Selon les dires du Président de l’Union Régionale des Boulangers de N’Zérékoré, c’est après plusieurs tentatives de négociations qu’ils ont décidé de vendre à leur tour le pain à 3 500 FG en gros et 4 000 FG aux détails. Le préfet  et le président de la chambre du commerce n’ont rien voulu savoir sur leur préoccupation concernant l’augmentation du prix de la farine. Elles se sont juste contentées d’interpeller ce mercredi 31 mars certains vendeurs de pain pour désobéissance aux ordres sur la vente du pain à 2 500 FG. Une attitude des autorités que déplore Abdoul Gadiri Bah. « C’est le préfet et directeur Régional du commerce qui ont ramassés les pains et  faire arrêter les vendeurs, les mettre en prison pour ne rien », a-t-il entamé avant d’ajouter : « On n’est resté trois (3) semaines derrière eux dans le but de négocier, mais ils n’ont pas accepté et nous ont dit : Conakry, c’est Conakry. Ici, c’est N’Zerékoré que c’est eux qui commandent ici. Nous aussi on a dit qu’il n’y a pas de problèmes. C’est ainsi qu’on a décidé de vendre le pain à ce prix ».

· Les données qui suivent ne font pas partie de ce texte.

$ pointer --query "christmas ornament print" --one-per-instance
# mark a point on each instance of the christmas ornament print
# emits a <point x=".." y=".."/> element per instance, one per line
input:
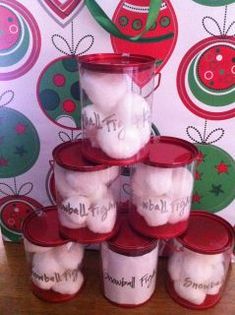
<point x="130" y="18"/>
<point x="20" y="40"/>
<point x="19" y="143"/>
<point x="214" y="179"/>
<point x="58" y="92"/>
<point x="214" y="3"/>
<point x="62" y="11"/>
<point x="206" y="75"/>
<point x="13" y="210"/>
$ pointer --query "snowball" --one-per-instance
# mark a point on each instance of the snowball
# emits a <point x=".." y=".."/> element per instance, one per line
<point x="175" y="265"/>
<point x="62" y="187"/>
<point x="69" y="255"/>
<point x="103" y="89"/>
<point x="159" y="179"/>
<point x="155" y="210"/>
<point x="102" y="215"/>
<point x="76" y="209"/>
<point x="182" y="182"/>
<point x="92" y="120"/>
<point x="216" y="281"/>
<point x="69" y="286"/>
<point x="189" y="293"/>
<point x="121" y="143"/>
<point x="32" y="248"/>
<point x="45" y="268"/>
<point x="132" y="109"/>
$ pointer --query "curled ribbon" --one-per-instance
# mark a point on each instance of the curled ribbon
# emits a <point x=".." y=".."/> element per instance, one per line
<point x="212" y="27"/>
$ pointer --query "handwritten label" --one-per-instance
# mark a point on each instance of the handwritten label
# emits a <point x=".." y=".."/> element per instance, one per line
<point x="69" y="274"/>
<point x="95" y="210"/>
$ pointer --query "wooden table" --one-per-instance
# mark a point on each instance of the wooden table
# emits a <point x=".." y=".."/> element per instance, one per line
<point x="17" y="299"/>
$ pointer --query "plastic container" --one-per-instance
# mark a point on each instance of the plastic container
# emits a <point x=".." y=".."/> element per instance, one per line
<point x="54" y="263"/>
<point x="198" y="267"/>
<point x="87" y="207"/>
<point x="129" y="267"/>
<point x="116" y="112"/>
<point x="162" y="188"/>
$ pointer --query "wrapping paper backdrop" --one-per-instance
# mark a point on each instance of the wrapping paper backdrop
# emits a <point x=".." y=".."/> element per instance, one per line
<point x="39" y="98"/>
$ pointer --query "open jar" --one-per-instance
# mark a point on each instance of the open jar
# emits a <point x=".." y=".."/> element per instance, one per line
<point x="87" y="206"/>
<point x="116" y="113"/>
<point x="54" y="263"/>
<point x="199" y="263"/>
<point x="129" y="267"/>
<point x="162" y="188"/>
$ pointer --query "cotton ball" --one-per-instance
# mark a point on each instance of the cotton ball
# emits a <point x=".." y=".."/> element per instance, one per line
<point x="175" y="265"/>
<point x="216" y="281"/>
<point x="195" y="268"/>
<point x="92" y="119"/>
<point x="180" y="209"/>
<point x="62" y="186"/>
<point x="133" y="109"/>
<point x="189" y="293"/>
<point x="103" y="89"/>
<point x="85" y="183"/>
<point x="102" y="215"/>
<point x="69" y="286"/>
<point x="155" y="210"/>
<point x="69" y="255"/>
<point x="182" y="182"/>
<point x="76" y="209"/>
<point x="44" y="270"/>
<point x="159" y="180"/>
<point x="32" y="248"/>
<point x="122" y="143"/>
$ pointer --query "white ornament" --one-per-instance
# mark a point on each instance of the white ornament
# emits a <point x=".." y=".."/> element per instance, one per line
<point x="102" y="215"/>
<point x="44" y="270"/>
<point x="155" y="210"/>
<point x="103" y="89"/>
<point x="69" y="286"/>
<point x="182" y="182"/>
<point x="69" y="255"/>
<point x="132" y="109"/>
<point x="191" y="294"/>
<point x="32" y="248"/>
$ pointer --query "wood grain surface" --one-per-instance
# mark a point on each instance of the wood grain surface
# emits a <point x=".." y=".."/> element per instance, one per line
<point x="17" y="299"/>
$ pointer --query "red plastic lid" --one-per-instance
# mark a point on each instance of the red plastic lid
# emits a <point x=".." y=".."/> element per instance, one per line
<point x="207" y="233"/>
<point x="170" y="152"/>
<point x="116" y="62"/>
<point x="69" y="155"/>
<point x="42" y="228"/>
<point x="128" y="242"/>
<point x="96" y="155"/>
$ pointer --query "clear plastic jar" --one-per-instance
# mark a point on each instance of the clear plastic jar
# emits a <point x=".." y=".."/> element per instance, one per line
<point x="116" y="112"/>
<point x="129" y="267"/>
<point x="87" y="206"/>
<point x="54" y="263"/>
<point x="198" y="267"/>
<point x="162" y="188"/>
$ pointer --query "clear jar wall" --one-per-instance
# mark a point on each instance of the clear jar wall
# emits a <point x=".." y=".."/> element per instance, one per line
<point x="197" y="280"/>
<point x="129" y="279"/>
<point x="161" y="199"/>
<point x="87" y="206"/>
<point x="116" y="112"/>
<point x="55" y="272"/>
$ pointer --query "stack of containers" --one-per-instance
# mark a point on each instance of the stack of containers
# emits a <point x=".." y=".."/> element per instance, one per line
<point x="116" y="121"/>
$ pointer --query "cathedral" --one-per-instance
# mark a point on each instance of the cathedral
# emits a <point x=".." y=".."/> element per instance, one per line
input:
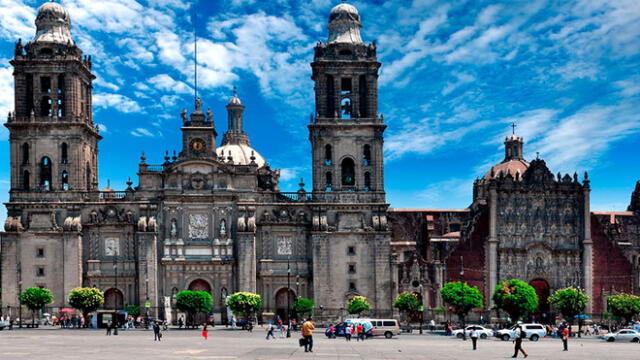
<point x="212" y="217"/>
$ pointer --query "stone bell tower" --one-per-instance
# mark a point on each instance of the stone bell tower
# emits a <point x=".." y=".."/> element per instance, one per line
<point x="350" y="236"/>
<point x="346" y="132"/>
<point x="53" y="142"/>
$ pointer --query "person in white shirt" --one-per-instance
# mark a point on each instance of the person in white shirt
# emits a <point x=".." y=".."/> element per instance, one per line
<point x="473" y="334"/>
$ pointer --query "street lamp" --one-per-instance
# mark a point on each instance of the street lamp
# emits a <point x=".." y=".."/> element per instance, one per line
<point x="421" y="308"/>
<point x="115" y="311"/>
<point x="288" y="296"/>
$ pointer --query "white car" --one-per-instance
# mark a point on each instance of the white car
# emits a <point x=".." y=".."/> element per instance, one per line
<point x="533" y="332"/>
<point x="482" y="332"/>
<point x="622" y="335"/>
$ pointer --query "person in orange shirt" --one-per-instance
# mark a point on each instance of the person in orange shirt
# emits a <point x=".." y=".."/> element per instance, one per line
<point x="307" y="333"/>
<point x="565" y="338"/>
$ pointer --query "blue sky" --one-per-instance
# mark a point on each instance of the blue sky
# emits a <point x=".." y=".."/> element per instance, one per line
<point x="455" y="74"/>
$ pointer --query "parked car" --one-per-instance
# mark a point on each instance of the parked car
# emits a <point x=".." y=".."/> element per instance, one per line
<point x="622" y="335"/>
<point x="533" y="332"/>
<point x="483" y="331"/>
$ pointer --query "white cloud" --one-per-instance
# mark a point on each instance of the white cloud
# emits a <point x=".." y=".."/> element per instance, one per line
<point x="141" y="132"/>
<point x="164" y="82"/>
<point x="116" y="101"/>
<point x="16" y="20"/>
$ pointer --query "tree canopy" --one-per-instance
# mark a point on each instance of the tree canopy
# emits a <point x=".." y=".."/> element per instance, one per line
<point x="303" y="306"/>
<point x="35" y="298"/>
<point x="244" y="303"/>
<point x="407" y="302"/>
<point x="516" y="298"/>
<point x="569" y="301"/>
<point x="86" y="299"/>
<point x="462" y="297"/>
<point x="357" y="305"/>
<point x="624" y="306"/>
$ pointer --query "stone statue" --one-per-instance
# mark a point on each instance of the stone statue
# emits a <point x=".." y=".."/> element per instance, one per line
<point x="183" y="114"/>
<point x="174" y="228"/>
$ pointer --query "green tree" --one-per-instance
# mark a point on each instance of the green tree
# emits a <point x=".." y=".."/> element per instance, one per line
<point x="516" y="298"/>
<point x="133" y="310"/>
<point x="570" y="302"/>
<point x="244" y="303"/>
<point x="86" y="300"/>
<point x="407" y="303"/>
<point x="303" y="306"/>
<point x="358" y="305"/>
<point x="193" y="302"/>
<point x="624" y="306"/>
<point x="462" y="297"/>
<point x="35" y="298"/>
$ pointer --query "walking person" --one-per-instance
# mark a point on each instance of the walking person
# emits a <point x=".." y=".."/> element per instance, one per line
<point x="270" y="329"/>
<point x="205" y="334"/>
<point x="307" y="333"/>
<point x="519" y="334"/>
<point x="157" y="336"/>
<point x="473" y="334"/>
<point x="565" y="339"/>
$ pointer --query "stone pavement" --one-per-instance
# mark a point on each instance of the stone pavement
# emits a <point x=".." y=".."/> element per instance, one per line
<point x="237" y="344"/>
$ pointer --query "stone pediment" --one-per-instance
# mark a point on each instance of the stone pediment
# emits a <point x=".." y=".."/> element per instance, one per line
<point x="200" y="167"/>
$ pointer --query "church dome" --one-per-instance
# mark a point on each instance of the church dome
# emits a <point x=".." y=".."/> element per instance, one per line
<point x="344" y="10"/>
<point x="53" y="24"/>
<point x="511" y="166"/>
<point x="344" y="25"/>
<point x="240" y="154"/>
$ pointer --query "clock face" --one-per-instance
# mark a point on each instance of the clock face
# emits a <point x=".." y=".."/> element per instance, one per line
<point x="198" y="145"/>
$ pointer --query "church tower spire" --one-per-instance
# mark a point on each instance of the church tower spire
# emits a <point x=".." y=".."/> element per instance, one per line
<point x="54" y="142"/>
<point x="346" y="132"/>
<point x="235" y="133"/>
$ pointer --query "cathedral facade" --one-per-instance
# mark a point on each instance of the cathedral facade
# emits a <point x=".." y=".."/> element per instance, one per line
<point x="212" y="217"/>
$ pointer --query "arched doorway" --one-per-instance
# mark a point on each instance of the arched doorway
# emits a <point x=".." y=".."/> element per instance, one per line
<point x="282" y="304"/>
<point x="542" y="290"/>
<point x="113" y="299"/>
<point x="200" y="285"/>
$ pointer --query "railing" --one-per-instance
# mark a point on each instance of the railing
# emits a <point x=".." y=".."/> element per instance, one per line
<point x="112" y="195"/>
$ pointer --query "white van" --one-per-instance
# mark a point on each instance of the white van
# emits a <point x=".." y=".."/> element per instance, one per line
<point x="386" y="327"/>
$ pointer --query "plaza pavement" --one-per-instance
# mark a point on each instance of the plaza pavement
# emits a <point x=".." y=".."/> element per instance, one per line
<point x="236" y="344"/>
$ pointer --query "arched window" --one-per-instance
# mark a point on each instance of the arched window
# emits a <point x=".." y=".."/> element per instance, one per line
<point x="366" y="155"/>
<point x="328" y="155"/>
<point x="45" y="173"/>
<point x="26" y="178"/>
<point x="348" y="172"/>
<point x="345" y="108"/>
<point x="330" y="96"/>
<point x="45" y="106"/>
<point x="65" y="180"/>
<point x="328" y="181"/>
<point x="367" y="181"/>
<point x="64" y="153"/>
<point x="25" y="153"/>
<point x="362" y="87"/>
<point x="88" y="177"/>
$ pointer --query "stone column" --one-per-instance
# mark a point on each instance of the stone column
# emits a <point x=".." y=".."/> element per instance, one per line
<point x="587" y="253"/>
<point x="493" y="245"/>
<point x="246" y="256"/>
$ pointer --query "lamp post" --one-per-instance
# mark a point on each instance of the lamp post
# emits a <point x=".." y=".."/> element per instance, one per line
<point x="115" y="311"/>
<point x="421" y="308"/>
<point x="289" y="296"/>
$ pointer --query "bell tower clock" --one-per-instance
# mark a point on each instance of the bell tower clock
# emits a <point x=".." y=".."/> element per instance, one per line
<point x="198" y="134"/>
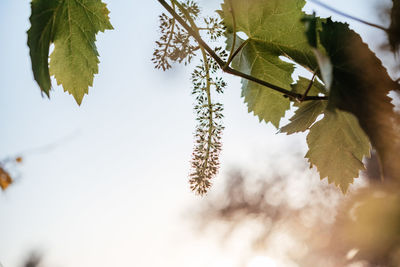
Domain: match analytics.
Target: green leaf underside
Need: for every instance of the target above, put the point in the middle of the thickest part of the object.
(302, 84)
(304, 116)
(72, 26)
(274, 29)
(337, 145)
(308, 111)
(361, 86)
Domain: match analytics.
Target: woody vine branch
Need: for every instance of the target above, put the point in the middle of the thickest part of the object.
(225, 65)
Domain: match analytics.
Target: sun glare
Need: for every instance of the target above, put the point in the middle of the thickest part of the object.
(262, 261)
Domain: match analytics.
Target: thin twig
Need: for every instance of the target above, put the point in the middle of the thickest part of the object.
(234, 35)
(228, 69)
(308, 88)
(348, 16)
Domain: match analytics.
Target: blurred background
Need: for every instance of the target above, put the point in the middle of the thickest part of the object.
(105, 184)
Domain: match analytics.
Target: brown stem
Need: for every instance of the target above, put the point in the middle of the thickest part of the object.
(228, 69)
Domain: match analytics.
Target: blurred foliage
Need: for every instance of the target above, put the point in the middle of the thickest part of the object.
(316, 227)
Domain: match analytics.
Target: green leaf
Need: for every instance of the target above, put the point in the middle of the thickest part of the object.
(337, 146)
(361, 86)
(308, 111)
(302, 84)
(394, 29)
(304, 116)
(72, 26)
(274, 29)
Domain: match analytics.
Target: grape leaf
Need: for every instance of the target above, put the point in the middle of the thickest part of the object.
(72, 26)
(5, 179)
(337, 146)
(304, 116)
(361, 86)
(274, 29)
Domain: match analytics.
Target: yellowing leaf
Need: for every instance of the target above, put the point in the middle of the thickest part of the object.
(72, 26)
(337, 146)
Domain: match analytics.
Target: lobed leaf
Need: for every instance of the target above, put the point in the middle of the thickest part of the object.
(361, 86)
(274, 30)
(72, 26)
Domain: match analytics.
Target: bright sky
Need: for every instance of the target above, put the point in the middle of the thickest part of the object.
(114, 191)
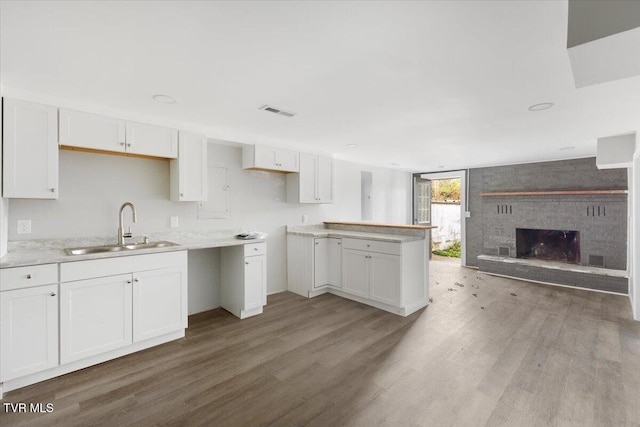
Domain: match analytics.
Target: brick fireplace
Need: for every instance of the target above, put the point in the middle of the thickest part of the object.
(561, 222)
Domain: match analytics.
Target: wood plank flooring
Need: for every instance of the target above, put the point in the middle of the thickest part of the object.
(487, 351)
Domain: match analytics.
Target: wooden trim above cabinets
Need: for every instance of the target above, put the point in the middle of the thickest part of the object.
(112, 153)
(553, 193)
(377, 224)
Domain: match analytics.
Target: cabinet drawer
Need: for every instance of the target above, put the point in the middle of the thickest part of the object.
(372, 246)
(26, 277)
(255, 249)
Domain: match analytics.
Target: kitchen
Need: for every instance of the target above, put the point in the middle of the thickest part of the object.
(229, 105)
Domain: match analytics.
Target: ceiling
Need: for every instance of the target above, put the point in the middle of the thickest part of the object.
(423, 86)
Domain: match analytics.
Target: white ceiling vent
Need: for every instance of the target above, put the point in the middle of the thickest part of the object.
(277, 111)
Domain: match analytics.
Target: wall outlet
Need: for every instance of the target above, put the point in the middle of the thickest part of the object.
(24, 226)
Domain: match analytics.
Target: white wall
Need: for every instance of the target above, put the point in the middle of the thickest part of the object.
(93, 186)
(634, 230)
(4, 206)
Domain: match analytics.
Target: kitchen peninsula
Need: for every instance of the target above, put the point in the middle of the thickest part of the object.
(382, 265)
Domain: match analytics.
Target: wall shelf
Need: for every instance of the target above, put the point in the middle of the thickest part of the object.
(553, 193)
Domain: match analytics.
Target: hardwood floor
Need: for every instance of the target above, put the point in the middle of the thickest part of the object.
(487, 351)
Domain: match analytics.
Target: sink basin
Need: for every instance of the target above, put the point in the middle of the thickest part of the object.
(117, 248)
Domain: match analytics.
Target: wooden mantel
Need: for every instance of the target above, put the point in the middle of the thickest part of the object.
(554, 193)
(377, 224)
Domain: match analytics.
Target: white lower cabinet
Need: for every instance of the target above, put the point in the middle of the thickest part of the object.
(147, 298)
(356, 272)
(384, 278)
(29, 331)
(391, 275)
(95, 316)
(243, 290)
(155, 308)
(320, 262)
(334, 262)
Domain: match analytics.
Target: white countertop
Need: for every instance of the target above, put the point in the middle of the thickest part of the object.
(320, 231)
(48, 251)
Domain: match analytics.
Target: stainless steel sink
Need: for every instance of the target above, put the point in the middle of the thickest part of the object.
(117, 248)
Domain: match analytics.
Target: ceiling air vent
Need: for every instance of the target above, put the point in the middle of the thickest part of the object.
(277, 111)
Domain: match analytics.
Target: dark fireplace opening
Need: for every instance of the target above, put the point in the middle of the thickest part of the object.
(554, 245)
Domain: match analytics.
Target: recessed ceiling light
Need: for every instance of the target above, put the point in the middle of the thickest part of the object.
(541, 107)
(165, 99)
(275, 110)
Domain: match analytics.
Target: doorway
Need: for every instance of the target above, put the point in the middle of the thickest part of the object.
(439, 199)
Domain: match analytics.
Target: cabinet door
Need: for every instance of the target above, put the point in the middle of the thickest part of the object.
(78, 129)
(324, 179)
(30, 150)
(255, 281)
(288, 160)
(29, 331)
(355, 272)
(159, 301)
(95, 316)
(151, 140)
(385, 278)
(320, 262)
(307, 177)
(334, 264)
(189, 170)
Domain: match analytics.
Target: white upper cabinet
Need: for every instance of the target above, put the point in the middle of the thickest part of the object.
(314, 182)
(30, 150)
(189, 171)
(96, 132)
(151, 140)
(270, 158)
(78, 129)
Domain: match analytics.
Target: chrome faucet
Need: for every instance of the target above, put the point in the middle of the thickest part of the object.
(121, 234)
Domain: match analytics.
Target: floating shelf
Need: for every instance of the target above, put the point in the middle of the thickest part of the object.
(553, 193)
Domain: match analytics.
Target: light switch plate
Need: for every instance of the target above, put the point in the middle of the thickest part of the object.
(24, 226)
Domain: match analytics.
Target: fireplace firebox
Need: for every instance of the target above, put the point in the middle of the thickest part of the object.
(552, 245)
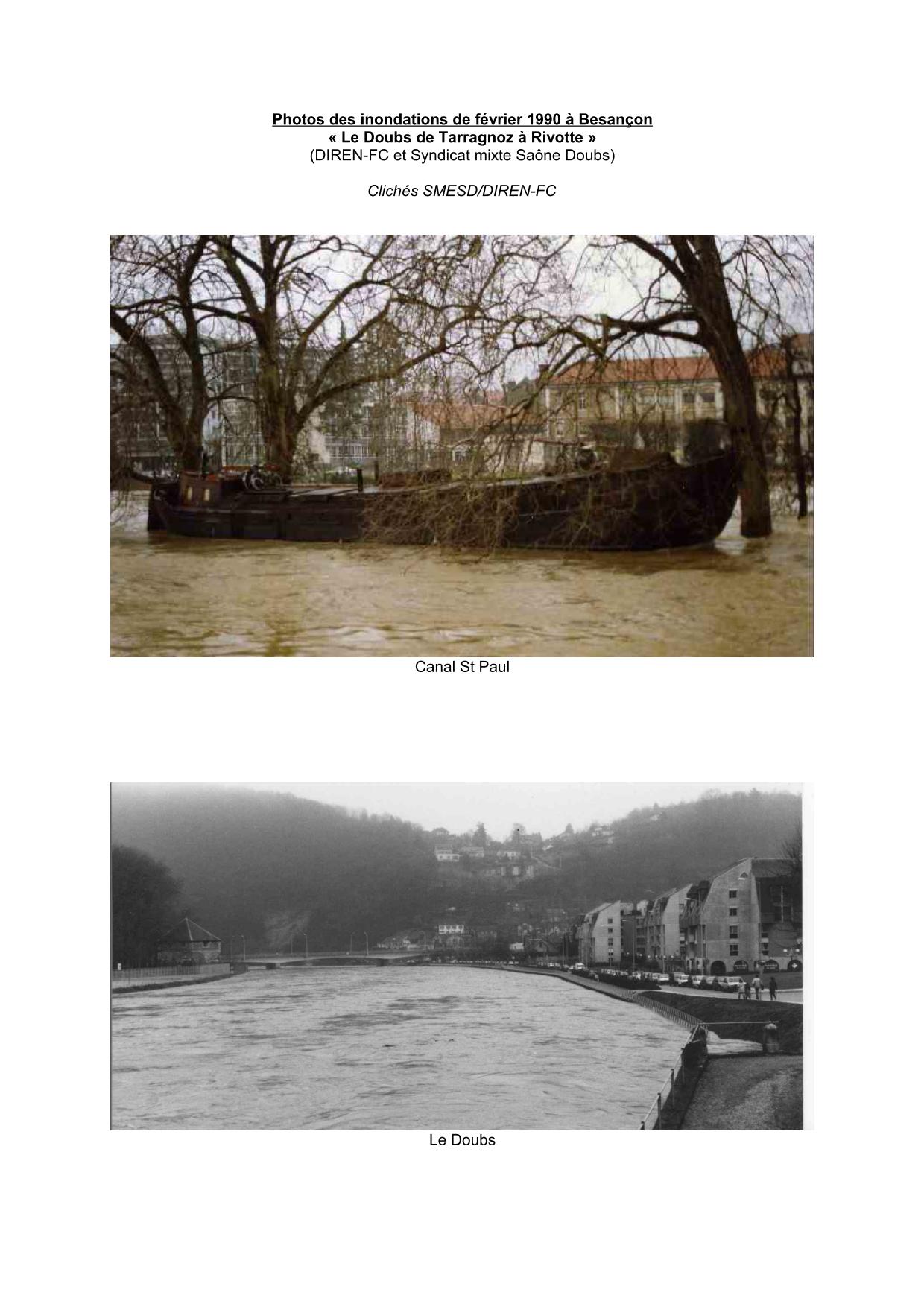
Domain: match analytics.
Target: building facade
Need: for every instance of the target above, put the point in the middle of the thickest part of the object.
(190, 944)
(744, 919)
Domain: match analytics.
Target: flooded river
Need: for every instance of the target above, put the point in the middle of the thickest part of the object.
(174, 596)
(373, 1048)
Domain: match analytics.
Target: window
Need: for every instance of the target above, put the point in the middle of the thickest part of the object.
(782, 902)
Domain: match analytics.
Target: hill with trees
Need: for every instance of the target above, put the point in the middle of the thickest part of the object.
(268, 866)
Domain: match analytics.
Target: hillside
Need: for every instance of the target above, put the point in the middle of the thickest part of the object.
(267, 864)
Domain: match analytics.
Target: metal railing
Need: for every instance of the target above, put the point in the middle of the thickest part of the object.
(664, 1009)
(154, 972)
(676, 1080)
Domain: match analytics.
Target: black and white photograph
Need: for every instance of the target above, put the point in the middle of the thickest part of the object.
(468, 958)
(393, 445)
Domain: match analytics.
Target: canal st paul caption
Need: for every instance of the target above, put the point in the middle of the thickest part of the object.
(467, 664)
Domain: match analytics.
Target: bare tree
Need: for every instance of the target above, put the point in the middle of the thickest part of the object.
(311, 303)
(159, 326)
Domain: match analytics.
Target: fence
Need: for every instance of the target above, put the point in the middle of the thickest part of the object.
(664, 1009)
(683, 1077)
(206, 969)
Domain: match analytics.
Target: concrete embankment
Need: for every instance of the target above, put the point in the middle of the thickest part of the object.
(733, 1086)
(126, 983)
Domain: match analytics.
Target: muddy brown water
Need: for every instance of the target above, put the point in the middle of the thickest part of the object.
(175, 598)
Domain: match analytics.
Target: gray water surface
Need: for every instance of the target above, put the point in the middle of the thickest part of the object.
(371, 1048)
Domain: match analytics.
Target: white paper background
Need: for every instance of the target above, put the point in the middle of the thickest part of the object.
(157, 119)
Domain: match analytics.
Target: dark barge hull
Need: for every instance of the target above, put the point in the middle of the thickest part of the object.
(659, 504)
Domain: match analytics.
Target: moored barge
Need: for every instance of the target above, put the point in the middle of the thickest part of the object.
(653, 504)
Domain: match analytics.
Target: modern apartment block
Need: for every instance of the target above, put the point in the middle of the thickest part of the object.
(744, 918)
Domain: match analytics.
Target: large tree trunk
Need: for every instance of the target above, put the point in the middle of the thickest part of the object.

Pour lui, pas question non plus de leur part de vendre la miche de pain à 2 500 FG alors que le prix d’un sac de farine est passé de 240 000 FG à 330 000 FG. « On a diminué le poids, on l’a fait jusqu’au point qu’on ne peut plus le faire au risque de ne plus rien mettre dans le four. Raison pour laquelle on a  fait des plaidoiries à nos responsables à Conakry pour qu’ils nous aident parce que le prix de la farine a augmenté. Tout était en bonne voie, mais les autorités de N’zérékoré se sont catégoriquement opposées », poursuit Abdoul Gadiri Bah.

Ils sont plus de 500 boulangers à N’zérékoré qui ne savent plus à quel saint se vouer dans cette situation. Ceux qui ont été interpellés ont été libérés nous souligne le Président de l’Union Régionale des Boulangers qui, par ailleurs, plaide qu’une négociation soit ouverte dans de bref délai.